Daí vem a grande oportunidade, que algumas TMCs já abraçaram (outras ainda não), relacionada à gestão corporativa mais ampla, aquela que não se limita à gestão de viagens (ou transporte, ou mobilidade) e tampouco à gestão de despesas de viagens (alimentação, deslocamento urbano, combustível, estacionamento, Km rodado, pedágio, serviços acessórios do transporte aéreo etc.) as quais, na verdade, fazem parte do conceito gestão da mobilidade a que se refere o Edmar.
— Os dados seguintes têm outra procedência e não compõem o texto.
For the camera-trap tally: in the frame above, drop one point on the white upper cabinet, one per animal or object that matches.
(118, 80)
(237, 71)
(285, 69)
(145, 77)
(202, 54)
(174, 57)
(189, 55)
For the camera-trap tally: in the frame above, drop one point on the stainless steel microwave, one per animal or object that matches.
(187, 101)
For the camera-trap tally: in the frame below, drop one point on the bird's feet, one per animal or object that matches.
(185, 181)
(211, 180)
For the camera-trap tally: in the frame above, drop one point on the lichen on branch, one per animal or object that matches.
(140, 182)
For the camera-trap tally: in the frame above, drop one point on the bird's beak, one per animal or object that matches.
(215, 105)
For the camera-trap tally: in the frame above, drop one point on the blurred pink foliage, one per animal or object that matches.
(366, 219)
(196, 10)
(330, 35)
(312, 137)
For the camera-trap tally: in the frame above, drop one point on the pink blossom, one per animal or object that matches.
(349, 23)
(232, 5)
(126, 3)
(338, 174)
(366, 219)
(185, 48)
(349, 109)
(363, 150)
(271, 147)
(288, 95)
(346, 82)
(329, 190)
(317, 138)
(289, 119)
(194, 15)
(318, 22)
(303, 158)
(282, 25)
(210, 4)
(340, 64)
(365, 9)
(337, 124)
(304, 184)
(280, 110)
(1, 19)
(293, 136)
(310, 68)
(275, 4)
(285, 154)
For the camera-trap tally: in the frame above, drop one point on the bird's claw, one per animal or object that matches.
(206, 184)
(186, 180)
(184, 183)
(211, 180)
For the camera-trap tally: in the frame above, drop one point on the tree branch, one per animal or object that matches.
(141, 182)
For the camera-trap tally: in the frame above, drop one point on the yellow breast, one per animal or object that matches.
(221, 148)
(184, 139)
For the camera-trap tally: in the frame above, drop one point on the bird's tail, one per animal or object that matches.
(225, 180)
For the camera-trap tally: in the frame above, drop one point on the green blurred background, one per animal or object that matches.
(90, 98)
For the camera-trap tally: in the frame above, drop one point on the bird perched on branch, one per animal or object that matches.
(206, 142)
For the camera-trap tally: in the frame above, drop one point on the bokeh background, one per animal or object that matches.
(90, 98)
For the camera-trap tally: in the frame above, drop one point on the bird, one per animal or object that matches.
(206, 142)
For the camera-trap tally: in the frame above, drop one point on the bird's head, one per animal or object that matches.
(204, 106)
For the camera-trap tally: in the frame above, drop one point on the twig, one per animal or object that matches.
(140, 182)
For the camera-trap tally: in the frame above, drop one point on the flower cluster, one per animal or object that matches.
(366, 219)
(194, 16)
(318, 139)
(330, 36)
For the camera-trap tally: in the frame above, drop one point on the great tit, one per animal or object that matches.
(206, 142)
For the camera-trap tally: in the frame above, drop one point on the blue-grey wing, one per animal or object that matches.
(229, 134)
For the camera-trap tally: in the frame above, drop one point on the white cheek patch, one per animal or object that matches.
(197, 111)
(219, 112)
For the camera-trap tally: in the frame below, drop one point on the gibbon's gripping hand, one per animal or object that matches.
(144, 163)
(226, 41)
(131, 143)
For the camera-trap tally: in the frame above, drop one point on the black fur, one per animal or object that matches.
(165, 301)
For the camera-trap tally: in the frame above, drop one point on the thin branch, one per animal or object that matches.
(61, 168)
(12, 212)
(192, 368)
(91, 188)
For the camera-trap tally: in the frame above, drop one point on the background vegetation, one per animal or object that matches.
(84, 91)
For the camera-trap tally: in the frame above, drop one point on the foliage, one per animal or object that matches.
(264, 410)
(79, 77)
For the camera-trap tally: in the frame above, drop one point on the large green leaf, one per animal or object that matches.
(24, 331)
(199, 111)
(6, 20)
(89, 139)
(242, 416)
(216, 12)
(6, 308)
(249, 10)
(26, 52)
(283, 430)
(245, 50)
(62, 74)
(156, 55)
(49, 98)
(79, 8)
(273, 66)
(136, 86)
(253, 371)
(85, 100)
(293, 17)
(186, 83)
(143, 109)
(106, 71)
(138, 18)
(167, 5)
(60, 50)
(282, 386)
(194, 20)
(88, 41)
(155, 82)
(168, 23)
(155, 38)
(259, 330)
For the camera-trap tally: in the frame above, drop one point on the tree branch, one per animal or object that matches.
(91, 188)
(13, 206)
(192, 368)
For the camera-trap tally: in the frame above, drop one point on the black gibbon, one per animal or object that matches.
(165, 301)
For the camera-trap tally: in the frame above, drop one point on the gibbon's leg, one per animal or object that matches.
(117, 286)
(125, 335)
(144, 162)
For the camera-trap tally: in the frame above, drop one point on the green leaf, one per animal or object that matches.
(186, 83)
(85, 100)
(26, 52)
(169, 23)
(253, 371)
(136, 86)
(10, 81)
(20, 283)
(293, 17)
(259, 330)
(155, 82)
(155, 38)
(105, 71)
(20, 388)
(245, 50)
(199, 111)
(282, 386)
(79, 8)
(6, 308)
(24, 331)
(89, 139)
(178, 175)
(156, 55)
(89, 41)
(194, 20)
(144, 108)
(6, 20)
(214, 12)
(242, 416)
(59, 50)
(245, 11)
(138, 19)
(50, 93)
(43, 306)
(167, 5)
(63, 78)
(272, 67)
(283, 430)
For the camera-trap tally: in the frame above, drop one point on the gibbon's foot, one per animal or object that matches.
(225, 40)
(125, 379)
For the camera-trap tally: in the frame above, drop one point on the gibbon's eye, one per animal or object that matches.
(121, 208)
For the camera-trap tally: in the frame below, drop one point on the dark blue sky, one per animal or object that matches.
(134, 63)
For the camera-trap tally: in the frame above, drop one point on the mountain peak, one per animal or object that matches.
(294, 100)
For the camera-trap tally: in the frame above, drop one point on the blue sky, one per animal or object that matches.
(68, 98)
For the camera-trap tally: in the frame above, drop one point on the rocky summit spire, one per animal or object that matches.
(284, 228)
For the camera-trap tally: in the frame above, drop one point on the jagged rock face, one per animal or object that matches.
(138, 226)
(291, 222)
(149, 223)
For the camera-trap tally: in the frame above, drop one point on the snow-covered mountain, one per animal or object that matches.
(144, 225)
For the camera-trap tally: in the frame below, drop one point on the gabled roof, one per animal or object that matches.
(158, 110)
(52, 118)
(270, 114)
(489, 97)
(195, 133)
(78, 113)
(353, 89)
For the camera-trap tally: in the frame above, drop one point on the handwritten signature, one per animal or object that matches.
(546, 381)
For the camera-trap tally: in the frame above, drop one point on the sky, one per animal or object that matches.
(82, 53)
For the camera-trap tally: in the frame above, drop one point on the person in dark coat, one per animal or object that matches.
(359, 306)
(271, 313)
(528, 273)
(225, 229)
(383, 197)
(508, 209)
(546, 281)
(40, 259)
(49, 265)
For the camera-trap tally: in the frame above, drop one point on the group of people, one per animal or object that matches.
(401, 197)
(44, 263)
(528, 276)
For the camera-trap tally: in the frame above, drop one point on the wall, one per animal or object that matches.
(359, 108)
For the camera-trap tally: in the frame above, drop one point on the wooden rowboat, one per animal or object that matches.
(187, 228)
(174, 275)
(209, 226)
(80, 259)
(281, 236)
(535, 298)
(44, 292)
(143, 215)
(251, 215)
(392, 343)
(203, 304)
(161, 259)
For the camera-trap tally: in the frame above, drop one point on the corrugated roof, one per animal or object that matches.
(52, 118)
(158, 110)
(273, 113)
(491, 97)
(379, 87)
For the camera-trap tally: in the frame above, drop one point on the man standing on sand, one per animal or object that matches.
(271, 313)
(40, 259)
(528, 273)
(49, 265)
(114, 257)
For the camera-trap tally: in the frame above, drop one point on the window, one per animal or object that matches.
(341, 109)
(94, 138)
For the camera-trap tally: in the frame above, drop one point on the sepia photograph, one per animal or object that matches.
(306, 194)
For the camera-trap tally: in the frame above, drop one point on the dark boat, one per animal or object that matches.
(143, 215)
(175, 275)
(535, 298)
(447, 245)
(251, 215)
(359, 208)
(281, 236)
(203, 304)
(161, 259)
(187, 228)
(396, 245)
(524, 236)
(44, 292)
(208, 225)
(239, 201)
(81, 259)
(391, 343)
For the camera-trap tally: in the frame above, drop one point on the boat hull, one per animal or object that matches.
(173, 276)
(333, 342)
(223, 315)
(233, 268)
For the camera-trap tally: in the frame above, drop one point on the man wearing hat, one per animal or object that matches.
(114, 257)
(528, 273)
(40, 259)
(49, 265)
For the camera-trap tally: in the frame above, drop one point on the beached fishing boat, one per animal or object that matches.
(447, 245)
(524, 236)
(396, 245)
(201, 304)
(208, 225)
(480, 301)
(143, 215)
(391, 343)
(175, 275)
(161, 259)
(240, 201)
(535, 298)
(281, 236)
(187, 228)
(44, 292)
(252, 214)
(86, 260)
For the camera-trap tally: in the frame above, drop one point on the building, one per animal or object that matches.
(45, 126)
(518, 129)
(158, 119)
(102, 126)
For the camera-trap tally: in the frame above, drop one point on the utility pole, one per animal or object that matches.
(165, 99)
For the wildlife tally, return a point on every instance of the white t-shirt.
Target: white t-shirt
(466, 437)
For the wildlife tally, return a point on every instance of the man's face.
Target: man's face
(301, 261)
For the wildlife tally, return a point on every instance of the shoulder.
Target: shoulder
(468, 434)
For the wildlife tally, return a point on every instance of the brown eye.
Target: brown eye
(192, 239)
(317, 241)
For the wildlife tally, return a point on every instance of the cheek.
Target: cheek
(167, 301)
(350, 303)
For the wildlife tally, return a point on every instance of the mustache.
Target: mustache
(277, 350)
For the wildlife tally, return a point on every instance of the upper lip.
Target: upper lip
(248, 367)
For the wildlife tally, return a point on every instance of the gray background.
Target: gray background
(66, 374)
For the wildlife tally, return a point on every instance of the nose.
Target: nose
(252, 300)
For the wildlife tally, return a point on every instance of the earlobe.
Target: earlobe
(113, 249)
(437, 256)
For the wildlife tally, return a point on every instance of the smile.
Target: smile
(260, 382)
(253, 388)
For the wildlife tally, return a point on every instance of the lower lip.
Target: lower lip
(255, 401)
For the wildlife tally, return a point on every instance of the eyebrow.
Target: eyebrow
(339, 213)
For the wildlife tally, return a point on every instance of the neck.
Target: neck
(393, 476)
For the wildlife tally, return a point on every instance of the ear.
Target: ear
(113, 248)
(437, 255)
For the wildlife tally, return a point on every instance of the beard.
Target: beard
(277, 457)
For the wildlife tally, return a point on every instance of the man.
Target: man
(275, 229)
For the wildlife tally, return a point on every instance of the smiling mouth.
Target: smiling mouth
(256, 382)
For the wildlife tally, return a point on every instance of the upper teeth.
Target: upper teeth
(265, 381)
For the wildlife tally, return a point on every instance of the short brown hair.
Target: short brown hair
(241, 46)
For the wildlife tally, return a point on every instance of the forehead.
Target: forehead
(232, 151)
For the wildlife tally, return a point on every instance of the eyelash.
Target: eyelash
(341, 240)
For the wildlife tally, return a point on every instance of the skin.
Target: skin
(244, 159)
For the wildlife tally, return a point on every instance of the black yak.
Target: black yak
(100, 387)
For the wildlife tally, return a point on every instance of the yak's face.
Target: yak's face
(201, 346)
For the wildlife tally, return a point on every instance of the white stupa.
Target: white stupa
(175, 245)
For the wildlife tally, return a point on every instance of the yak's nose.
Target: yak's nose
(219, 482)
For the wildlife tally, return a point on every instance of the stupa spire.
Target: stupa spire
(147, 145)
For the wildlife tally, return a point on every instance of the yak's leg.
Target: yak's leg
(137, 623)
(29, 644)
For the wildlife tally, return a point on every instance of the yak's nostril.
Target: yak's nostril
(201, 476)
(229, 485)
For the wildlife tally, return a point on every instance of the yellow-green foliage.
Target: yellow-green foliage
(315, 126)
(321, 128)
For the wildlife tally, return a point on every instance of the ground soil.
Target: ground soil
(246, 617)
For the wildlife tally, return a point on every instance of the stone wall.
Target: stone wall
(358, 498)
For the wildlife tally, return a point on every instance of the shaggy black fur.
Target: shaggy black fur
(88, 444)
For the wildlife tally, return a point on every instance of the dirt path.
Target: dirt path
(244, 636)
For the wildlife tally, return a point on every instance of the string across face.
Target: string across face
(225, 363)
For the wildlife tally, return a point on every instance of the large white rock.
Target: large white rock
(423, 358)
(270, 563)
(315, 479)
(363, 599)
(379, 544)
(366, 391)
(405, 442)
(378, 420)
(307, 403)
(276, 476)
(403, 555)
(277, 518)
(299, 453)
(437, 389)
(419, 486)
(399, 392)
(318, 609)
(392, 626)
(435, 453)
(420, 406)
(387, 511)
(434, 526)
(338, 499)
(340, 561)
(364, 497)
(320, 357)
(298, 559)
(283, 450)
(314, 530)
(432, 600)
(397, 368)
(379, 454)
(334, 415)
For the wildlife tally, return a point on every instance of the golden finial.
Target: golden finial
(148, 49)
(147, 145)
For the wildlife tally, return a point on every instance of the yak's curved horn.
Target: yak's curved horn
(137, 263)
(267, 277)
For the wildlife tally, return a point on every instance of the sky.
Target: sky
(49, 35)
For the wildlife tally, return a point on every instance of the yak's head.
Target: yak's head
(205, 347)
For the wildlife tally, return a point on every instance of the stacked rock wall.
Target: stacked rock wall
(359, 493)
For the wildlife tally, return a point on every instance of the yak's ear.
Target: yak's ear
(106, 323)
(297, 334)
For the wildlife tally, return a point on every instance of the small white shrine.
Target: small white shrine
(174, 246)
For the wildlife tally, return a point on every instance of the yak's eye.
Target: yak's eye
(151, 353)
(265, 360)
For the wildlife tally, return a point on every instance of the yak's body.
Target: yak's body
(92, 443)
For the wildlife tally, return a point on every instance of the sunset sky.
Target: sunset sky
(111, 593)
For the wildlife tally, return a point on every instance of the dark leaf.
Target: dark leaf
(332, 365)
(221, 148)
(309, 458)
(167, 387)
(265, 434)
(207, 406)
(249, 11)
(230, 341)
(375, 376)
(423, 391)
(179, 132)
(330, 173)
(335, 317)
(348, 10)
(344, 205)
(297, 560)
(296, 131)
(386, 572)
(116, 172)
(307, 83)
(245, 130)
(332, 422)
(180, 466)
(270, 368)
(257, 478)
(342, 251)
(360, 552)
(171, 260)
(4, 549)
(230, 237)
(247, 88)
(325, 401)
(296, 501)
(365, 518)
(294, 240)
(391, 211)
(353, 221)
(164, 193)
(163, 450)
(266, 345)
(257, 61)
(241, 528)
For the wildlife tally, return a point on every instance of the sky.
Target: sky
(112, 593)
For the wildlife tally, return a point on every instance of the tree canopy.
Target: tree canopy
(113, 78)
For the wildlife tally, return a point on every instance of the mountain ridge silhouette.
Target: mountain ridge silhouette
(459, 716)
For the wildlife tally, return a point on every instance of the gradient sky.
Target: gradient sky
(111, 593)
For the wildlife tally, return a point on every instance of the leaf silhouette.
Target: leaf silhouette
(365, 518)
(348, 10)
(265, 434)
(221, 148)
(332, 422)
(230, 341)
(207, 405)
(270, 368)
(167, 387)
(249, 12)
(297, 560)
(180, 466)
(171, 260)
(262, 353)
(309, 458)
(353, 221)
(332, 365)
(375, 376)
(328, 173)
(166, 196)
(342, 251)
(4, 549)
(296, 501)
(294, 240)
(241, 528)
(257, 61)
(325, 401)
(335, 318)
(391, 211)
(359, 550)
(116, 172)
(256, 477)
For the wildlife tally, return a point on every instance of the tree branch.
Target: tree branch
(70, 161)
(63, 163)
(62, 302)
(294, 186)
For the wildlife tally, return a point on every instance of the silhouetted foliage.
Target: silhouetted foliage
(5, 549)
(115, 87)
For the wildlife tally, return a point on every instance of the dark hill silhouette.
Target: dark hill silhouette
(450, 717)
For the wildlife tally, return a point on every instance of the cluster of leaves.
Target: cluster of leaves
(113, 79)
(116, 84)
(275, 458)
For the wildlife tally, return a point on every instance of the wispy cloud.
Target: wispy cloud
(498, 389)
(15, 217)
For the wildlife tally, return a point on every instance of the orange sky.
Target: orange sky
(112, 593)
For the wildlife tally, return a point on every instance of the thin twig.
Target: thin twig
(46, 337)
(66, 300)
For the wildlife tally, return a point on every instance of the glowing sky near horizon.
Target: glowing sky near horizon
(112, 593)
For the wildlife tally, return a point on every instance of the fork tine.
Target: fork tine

Mas eu pergunto: por que não contribuir também na gestão corporativa relacionada a despesas não vinculadas necessariamente a viagens (ou transporte ou mobilidade)?

A gama de despesas de uma corporação é um verdadeiro manancial de oportunidades para uma agência de gestão corporativa, incluindo, mas não se limitando, a despesas administrativas, de marketing, de treinamento, de eventos, de RH, de suprimentos, de manutenção predial, etc e todos esses gastos podem e devem ser controladas através de tecnologia operada por uma empresa especializada em gestão corporativa.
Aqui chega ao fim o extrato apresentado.